Esse Homem da Capa Preta, afinal, tomou tanta forma e
força que passou a ser usado também como argumento de obediências às mães. Ao
primeiro sinal de rebeldia dos filhos, elas logo avisavam: ‘Olha o Homem da
Capa Preta! Ele pega você lá fora!’. Conclusão: o Homem do Saco Preto, de
outras regiões, passou a ser em São Caetano o Homem da Capa Preta.
Mas não se enganem! Ainda segundo depoimentos, essa figura
nada tinha de sobrenatural, muito pelo contrário. O Homem da Capa Preta era o juiz
de paz João Rela, que adorava mostrar como era respeitado, vestindo uma capa preta
que lhe caía abaixo dos joelhos.
O relato mais contundente dessa figura aparece quando
Elvira e Olívia Buso saíram para fazer compras no açougue dos Lorenzini, na Rua
Rio Branco, quando já escurecia. Atemorizadas pela escuridão da época, elas já
saíram sugestionadas pelo temor da perseguição do Homem da Capa Preta. Ora, foi
dito e feito! Pois, quando já estavam retornando, deram-se conta de que estavam
sendo seguidas por um vulto. Então puseram-se
a correram, muito assustadas.
José de Souza Martins faz uma análise interessante sobre
esse personagem curioso que surge exatamente na época de repressão policial
junto aos operários comunistas. Ademir Médici, no livro Migração e Urbanização: a presença de São Caetano na região do ABC,
dedica um pequeno espaço ao personagem. Ele conta que João Rela levou para o
túmulo a fama de ser o Homem da Capa Preta. Todos sabiam que ele era o
personagem enigmático. No entanto, nunca um inquérito foi aberto e nem uma
prova mais concreta foi apresentada. Mas ficou a versão, assumida por ele
próprio, com muito humor, entendida por amigos e familiares, colocada, vez ou
outra, pela imprensa semanal.
O Homem da Capa Preta simbolizava não só uma lenda, mas o
rigor disciplinar dos costumes da época, quando raras mulheres e crianças se
permitiam sair às ruas tarde da noite. Portanto, não é à toa que eram as
donzelas as mais assustadas com esta figura.
Quem foi ele? - João
Rela nasceu em Itatiba, no interior de São Paulo, em 16 de setembro de 1889,
filho de Giácomo e Antonieta Rela. Veio para o ABC na década de 1910. Foi chefe
da estação ferroviária em Campo Grande e, em 1917, mudou-se para São Caetano,
como chefe da estação local, na ferrovia São Paulo Railway. Além de padaria, ele
teve também seu escritório de despachante. Foi vereador e juiz de paz, ale, de
escrever poemas e contos.
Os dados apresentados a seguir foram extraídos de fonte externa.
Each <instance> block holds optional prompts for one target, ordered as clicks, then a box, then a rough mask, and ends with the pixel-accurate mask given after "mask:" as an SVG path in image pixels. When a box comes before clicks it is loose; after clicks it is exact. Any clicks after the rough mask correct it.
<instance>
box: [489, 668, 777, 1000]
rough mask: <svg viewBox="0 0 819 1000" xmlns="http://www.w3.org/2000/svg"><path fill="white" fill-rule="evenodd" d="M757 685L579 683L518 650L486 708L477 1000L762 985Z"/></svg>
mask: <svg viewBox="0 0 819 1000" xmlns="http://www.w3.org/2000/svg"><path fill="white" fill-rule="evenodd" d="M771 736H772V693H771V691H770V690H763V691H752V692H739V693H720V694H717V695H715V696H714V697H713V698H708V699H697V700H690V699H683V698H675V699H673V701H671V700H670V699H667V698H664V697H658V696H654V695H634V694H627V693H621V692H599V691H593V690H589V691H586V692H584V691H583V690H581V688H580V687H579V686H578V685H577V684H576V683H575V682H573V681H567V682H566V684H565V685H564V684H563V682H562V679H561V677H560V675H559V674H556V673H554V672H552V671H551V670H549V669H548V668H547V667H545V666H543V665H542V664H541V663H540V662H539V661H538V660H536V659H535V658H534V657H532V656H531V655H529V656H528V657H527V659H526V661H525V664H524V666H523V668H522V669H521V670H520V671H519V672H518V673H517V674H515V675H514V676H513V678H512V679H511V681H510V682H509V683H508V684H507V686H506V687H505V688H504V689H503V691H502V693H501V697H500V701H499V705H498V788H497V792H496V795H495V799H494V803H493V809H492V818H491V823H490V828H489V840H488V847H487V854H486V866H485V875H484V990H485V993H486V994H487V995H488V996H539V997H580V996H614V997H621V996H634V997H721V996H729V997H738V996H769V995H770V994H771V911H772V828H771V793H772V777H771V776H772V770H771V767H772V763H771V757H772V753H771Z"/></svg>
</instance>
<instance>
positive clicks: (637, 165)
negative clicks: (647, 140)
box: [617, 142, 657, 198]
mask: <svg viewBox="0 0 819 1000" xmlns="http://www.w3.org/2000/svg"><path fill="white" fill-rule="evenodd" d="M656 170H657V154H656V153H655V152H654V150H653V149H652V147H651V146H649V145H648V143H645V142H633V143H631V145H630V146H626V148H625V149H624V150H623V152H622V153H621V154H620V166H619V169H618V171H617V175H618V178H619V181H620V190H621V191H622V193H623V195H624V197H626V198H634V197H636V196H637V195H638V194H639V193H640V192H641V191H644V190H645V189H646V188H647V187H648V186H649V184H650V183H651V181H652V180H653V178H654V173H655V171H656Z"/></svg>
Faleceu no dia 3 de junho de 1970, aos 81 anos.
Referências bibliográficas:
CASCUDO, Luis Câmara. Dicionário
do folclore brasileiro. São Paulo: ed. Global, 2002.
________.
Geografia dos mitos brasileiros. São Paulo: ed. Global, 2002.
________.
Locuções tradicionais no Brasil. São Paulo: Global, 2002.
MÉDICI, Ademir: Migração e Urbanização: Presença de São
Caetano do Sul na região do ABC, Editora Hucitec, São Caetano do Sul, 1993.
[1] Nasceu
no Canadá, em 1922, é sociólogo e antropólogo. Atualmente é professor de
sociologia e faz pesquisas para a Universidade da Califórnia, em Berkeley.